With the dynamic configuration, I may create short pipeline to get the data I need.
3/ Path the output dataset to the REST API Request brick
I am all set!
Updated Rest API request brick also supports POST requests now. To accommodate POST requests, as well as GET requests, we have added the possibility to define Auth, headers, and body. The rest of the functionality works the same as for GET.
POST requests also support dynamic mode. In order to define the body for POST requests with the data from the dataframe, API Request brick should be configured in dynamic mode.
The updated date range brick in Datrics supports two options for the DateTime list generation: Start / End, Range.
In the Start / End mode, one defines the Start date, End date, and step. As the result, a new dataset with a datetime list is created. For example, I may create the data set starting 1 January 2023 and ending 31 December 2023 with the step of 7 days. This way I have created the dataframe with all the Mondays of 2023.
The date may be defined in a set of ways: defined date, date from the input dataset, or date removed from today.
In the Range mode, one defines the Start date, step, and number of periods. In this mode, a step can be above and below zero.
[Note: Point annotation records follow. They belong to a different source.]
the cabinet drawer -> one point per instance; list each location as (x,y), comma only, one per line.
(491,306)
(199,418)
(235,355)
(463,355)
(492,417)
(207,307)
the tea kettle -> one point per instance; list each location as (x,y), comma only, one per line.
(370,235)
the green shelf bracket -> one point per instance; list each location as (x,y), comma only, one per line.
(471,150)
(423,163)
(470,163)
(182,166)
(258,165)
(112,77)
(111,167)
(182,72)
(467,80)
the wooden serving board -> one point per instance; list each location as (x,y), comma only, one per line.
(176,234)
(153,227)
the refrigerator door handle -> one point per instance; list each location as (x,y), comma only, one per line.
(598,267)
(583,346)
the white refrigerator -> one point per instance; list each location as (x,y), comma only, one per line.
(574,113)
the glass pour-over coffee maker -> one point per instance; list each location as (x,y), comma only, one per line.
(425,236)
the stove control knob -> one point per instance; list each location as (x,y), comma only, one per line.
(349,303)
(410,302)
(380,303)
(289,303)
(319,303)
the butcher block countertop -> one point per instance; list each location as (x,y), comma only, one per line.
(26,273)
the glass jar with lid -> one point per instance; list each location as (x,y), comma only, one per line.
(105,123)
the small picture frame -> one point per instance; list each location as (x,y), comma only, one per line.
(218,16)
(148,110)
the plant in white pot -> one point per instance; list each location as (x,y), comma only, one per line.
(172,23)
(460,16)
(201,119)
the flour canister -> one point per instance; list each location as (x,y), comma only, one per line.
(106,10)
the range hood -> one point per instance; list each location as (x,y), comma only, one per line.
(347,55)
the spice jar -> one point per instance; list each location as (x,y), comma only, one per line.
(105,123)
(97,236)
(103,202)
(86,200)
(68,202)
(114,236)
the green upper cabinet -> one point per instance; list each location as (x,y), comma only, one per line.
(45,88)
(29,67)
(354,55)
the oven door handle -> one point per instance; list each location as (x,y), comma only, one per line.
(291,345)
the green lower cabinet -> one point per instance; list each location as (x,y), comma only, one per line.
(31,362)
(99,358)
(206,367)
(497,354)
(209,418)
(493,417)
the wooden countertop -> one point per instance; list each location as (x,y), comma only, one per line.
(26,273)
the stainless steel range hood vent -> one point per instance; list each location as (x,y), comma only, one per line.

This way, you may create the dataset of dates into the future or past.
Create New Column
The new version of create new column brick works in 2 modes: Add column, New dataset.
Add column adds the column to the input data set. Therefore, the number of values added is the same as the dataset size. To create a new dataframe of the defined size, select the New dataset option.
The new column may be filled in with the flat value, empty value, range of values, random, or list of values.
Let’s go through a couple of examples.
1/ I want to create a data column with the integer values starting 0 to 1000 with the step of 5.
2/ I want to get a data column with 10 float random values from 0 to 10.